Any roofers you think about hiring must be serious about safety, for their own sakes as well as their team-mates’. Safety helmets, harnesses and other equipment must be properly used and maintained. Be sure to ask about any past accidents or safety issues they may have experienced.
Comfort with technology Roofers looking for work must be willing to learn how to handle current technology and adapt quickly to emerging ones. More and more, the job relies on using devices for communicating with suppliers and homeowners, measuring, estimating, ordering materials and using various apps. If your employees can’t keep up with the requisite tech, you may soon find yourself at a competitive disadvantage.
Now That You’ve Hired Them, How Can You Keep Them?
The huge demand, short supply and competition for skilled workers is so great, it’s not uncommon for companies to poach roofing crews. Offers of higher pay or better benefits can be hard to counter but there are other ways to promote loyalty and reward performance.
Create a sense of family or team spirit Many roofing companies are family-owned and operated businesses but, even if yours isn’t, it’s still important to make all your employees feel like members of a team whose efforts and contribution are valued and appreciated. When people are allowed to make suggestions, offer constructive feedback and feel trusted and listened to, they develop a sense of belonging and company loyalty.
When your employees look out for each other and share responsibilities, you’ll see positive results in their performance, personal growth and potentially in your profitability.
Provide positive feedback and growth points regularly Annual reviews are essential but everyone needs praise and constructive criticism at the time when the actions deserving of either are actually happening. Share customer kudos and concerns with your staff members, so they know what you’re hearing and what people’s expectations are.
When you need to address a negative situation, focus your attention on the employee’s behavior or action, rather than his or her personality and try to find something positive to comment on as well. Watch your word choices, too. Rather than say, “You should have done such and such,” you could say, “Next time, I’d recommend that you handle it like this.”
Ask for input and ideas, suggestions and solutions Your roofing crew is on the front line of your business, often the ambassador for your company and the liaison between you and the homeowner. These employees will likely know before you do if something’s not working as it should or if some process could be improved.
Solicit, encourage and reward their feedback to keep it coming.
Provide training and opportunities for advancement The best employees are the ones who want to learn more, do more and make more of themselves. Give them all those chances. Perhaps you could offer an incentive for an experienced roofer to mentor a novice. Or send an employee to a personal development conference for his/her own interest and growth.

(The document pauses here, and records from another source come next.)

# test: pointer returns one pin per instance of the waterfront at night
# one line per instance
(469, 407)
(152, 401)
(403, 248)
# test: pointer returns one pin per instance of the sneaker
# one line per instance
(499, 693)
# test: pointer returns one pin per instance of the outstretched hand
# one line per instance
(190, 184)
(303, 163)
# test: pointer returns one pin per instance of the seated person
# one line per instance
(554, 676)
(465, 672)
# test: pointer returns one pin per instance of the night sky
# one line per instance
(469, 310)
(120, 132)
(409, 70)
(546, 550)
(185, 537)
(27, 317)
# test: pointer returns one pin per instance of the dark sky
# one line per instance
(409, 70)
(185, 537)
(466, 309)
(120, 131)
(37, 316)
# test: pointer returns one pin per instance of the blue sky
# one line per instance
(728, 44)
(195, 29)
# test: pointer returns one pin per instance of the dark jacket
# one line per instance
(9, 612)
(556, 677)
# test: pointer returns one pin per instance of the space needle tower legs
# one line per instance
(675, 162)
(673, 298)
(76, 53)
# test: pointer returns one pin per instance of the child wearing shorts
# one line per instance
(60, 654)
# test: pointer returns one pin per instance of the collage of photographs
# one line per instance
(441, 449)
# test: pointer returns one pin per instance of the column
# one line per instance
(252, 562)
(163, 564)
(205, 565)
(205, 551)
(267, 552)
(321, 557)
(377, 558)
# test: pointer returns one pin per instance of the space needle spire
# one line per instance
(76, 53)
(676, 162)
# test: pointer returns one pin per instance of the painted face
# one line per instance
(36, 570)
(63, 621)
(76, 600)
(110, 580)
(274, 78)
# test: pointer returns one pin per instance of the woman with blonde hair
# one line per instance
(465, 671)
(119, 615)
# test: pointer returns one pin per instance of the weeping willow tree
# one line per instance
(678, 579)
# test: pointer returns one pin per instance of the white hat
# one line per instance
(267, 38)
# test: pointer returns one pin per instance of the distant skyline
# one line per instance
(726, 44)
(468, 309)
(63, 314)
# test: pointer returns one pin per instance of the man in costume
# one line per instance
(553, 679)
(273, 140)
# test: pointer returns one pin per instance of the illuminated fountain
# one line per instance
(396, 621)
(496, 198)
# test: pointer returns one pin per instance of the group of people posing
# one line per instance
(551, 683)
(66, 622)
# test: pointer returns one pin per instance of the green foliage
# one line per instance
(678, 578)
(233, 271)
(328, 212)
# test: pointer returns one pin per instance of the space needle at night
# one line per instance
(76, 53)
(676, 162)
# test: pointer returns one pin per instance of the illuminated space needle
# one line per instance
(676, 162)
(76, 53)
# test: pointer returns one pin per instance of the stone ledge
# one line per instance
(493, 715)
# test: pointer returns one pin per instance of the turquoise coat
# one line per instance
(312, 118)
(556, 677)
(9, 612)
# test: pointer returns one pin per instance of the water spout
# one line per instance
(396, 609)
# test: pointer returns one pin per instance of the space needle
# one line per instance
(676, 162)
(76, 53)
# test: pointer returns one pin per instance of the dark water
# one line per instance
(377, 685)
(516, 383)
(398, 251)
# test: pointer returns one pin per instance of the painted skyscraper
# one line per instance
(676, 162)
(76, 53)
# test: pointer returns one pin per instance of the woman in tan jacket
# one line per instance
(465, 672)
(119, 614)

If you have an experienced roofer who’s thinking of quitting, maybe he’d be happy to stay on in a new capacity, such as in-house trainer or safety consultant.

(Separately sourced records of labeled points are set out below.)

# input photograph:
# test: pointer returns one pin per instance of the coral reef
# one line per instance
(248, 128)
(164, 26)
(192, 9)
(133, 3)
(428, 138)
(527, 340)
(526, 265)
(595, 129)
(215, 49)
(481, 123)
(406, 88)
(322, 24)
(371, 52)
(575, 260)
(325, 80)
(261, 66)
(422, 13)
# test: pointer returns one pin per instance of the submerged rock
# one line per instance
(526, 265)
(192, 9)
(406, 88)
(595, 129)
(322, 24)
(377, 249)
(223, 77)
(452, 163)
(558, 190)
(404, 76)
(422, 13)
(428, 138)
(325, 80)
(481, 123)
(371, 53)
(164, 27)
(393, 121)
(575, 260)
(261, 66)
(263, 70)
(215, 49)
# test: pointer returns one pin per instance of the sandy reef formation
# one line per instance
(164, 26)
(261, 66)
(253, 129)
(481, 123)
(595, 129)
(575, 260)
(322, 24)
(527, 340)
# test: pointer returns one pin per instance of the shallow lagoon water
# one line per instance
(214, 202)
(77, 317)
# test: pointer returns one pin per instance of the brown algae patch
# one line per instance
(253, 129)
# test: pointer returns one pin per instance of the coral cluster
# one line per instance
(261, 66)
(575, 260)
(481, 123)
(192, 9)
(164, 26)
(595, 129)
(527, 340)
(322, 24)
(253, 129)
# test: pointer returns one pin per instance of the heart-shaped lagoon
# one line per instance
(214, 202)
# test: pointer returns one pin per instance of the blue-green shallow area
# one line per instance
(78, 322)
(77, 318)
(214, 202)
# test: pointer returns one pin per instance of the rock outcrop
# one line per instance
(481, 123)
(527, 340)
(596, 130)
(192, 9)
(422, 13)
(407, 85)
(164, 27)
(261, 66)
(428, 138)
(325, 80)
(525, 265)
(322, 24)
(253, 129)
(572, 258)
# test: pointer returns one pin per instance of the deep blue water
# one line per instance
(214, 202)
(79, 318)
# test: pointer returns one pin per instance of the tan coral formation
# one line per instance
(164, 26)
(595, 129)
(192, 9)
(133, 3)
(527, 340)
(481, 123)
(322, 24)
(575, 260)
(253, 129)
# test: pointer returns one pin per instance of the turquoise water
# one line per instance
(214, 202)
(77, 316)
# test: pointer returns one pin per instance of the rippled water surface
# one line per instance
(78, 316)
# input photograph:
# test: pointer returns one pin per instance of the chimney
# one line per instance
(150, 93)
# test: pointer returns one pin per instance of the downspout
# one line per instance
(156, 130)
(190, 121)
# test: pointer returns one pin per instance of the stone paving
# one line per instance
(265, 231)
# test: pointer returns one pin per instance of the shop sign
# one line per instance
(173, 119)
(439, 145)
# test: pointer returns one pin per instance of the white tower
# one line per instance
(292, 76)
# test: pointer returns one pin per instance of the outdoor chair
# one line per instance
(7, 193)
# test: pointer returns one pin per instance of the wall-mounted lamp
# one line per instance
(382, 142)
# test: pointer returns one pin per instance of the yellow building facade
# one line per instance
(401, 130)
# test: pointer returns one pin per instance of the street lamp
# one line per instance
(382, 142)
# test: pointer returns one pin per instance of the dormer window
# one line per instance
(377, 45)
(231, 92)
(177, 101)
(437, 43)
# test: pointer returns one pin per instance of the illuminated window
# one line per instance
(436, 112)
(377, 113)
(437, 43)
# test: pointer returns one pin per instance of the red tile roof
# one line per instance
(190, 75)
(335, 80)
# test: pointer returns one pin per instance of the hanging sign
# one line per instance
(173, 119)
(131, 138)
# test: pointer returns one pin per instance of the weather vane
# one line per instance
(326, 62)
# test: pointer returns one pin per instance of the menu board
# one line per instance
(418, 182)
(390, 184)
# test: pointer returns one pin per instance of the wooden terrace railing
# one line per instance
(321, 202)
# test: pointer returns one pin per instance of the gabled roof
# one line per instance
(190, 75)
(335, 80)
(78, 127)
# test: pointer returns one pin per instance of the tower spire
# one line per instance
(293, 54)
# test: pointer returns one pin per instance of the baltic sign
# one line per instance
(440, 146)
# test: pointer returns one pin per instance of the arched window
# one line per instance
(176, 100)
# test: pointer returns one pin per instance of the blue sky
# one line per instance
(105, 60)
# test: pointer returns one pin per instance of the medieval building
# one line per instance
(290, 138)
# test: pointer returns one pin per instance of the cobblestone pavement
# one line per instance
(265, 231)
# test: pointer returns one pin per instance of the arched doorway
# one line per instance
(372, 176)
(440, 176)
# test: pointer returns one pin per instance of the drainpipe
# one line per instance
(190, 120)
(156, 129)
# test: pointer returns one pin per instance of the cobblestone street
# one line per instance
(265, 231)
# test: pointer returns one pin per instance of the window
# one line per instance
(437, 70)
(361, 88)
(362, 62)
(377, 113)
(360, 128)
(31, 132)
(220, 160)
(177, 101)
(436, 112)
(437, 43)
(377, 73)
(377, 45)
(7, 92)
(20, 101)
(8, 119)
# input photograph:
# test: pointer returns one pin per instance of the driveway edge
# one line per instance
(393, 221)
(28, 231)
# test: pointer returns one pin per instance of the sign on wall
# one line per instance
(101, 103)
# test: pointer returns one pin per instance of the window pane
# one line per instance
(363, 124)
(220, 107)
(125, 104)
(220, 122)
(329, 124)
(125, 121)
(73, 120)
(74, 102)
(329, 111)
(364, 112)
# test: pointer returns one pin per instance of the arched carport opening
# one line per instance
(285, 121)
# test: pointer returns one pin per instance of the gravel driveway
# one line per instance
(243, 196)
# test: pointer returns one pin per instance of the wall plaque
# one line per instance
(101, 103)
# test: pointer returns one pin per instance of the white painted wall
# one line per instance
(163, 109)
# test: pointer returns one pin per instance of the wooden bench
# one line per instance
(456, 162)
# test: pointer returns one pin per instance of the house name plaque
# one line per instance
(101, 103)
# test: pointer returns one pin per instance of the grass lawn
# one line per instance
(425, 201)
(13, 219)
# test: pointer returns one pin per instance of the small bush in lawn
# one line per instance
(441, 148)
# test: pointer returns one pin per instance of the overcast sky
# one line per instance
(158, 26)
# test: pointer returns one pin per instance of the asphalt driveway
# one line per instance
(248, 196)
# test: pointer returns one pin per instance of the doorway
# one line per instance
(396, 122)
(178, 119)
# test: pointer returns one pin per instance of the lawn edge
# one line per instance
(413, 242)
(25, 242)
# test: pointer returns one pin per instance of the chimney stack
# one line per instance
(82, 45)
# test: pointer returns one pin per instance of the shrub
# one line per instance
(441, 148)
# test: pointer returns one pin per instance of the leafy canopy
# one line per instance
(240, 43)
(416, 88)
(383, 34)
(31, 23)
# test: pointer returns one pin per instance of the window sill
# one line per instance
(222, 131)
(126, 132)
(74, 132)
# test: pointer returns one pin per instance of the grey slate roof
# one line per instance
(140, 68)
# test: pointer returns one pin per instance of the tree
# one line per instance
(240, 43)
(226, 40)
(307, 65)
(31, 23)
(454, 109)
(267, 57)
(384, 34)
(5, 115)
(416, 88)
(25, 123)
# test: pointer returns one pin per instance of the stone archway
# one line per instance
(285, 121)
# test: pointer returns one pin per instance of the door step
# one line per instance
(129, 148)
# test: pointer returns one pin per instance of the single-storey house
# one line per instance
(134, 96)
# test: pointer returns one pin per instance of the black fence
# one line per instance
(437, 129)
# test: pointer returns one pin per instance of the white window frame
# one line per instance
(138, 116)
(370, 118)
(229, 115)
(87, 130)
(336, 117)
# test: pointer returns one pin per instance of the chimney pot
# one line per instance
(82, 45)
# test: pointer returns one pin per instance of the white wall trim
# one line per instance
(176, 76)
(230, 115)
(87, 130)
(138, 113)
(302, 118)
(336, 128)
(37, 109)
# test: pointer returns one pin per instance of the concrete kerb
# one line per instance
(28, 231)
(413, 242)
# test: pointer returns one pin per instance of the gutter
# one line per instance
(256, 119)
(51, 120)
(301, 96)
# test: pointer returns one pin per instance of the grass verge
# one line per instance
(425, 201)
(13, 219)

Challenge your staff to think of new ways to improve your business. You might be very surprised at what they come up with.

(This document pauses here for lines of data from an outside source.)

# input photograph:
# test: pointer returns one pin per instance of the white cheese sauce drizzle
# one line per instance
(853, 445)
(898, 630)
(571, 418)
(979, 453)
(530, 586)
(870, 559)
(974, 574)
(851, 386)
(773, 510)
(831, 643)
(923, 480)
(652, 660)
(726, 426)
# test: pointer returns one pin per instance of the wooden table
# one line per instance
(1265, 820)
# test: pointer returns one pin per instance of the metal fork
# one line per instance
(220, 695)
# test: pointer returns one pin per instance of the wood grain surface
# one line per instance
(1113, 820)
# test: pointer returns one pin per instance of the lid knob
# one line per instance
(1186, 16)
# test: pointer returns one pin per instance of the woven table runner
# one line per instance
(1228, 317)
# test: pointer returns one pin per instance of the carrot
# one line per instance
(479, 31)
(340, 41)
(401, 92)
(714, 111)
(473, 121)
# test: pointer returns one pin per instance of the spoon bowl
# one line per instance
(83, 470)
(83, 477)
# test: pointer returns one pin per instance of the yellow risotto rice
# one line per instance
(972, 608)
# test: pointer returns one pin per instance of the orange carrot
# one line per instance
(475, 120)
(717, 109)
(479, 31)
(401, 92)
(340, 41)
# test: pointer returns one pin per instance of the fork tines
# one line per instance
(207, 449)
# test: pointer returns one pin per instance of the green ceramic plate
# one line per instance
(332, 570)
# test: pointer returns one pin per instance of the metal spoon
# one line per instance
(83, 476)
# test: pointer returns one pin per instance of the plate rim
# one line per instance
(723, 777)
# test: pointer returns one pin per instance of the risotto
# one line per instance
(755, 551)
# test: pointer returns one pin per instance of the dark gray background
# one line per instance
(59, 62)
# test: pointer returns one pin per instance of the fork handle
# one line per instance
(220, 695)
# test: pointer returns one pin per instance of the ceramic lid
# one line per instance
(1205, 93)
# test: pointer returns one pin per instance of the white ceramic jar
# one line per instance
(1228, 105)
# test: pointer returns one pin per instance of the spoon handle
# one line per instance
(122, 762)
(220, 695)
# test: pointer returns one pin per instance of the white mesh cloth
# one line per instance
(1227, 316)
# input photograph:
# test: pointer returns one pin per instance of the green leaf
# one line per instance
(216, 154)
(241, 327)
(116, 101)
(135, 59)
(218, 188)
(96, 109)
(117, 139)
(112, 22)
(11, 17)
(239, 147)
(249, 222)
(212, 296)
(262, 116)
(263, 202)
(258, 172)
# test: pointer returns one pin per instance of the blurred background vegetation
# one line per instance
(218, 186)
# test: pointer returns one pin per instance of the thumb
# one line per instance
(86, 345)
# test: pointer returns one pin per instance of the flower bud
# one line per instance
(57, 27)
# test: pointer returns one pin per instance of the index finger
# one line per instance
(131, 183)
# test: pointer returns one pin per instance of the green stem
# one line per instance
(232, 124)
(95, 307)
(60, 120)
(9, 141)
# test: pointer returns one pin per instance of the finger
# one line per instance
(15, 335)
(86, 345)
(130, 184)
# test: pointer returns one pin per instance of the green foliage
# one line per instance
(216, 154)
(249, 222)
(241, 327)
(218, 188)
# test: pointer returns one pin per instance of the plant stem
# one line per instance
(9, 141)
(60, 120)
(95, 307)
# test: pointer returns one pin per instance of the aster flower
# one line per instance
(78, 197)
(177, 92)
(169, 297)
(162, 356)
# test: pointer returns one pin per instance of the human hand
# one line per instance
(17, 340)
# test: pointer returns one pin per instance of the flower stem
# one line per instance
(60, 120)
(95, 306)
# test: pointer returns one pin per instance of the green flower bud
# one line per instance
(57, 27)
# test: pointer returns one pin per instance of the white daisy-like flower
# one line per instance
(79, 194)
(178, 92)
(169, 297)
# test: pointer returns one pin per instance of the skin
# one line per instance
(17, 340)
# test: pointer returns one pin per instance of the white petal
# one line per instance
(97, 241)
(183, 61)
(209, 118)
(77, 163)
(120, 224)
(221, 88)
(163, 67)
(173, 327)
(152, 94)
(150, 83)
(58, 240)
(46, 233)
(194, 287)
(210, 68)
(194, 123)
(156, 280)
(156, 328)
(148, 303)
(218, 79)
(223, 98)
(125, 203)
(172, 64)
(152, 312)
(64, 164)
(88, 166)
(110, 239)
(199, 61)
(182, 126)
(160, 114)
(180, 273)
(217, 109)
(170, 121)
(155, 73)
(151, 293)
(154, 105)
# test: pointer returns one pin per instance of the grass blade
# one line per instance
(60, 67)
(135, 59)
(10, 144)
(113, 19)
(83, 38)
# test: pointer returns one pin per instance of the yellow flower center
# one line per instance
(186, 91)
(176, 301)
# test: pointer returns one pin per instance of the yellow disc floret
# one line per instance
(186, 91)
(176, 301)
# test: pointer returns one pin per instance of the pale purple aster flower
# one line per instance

Offer rewards other than money While money may motivate some people, there are intangible rewards that can be just as effective. Flex-time and recognition programs are particularly well received. A day off or a gift card for dinner can be a powerful incentive and fun reward for those who go above and beyond in some way, while inspiring others to raise the bar on their own performance.
Roofing contractors who have worked with IKO products, services and sales reps often comment on how they feel listened to and valued. We’re proud to have made them feel a part of our family business and we hope that these pointers we’ve just provided will help you attract and retain good people, too.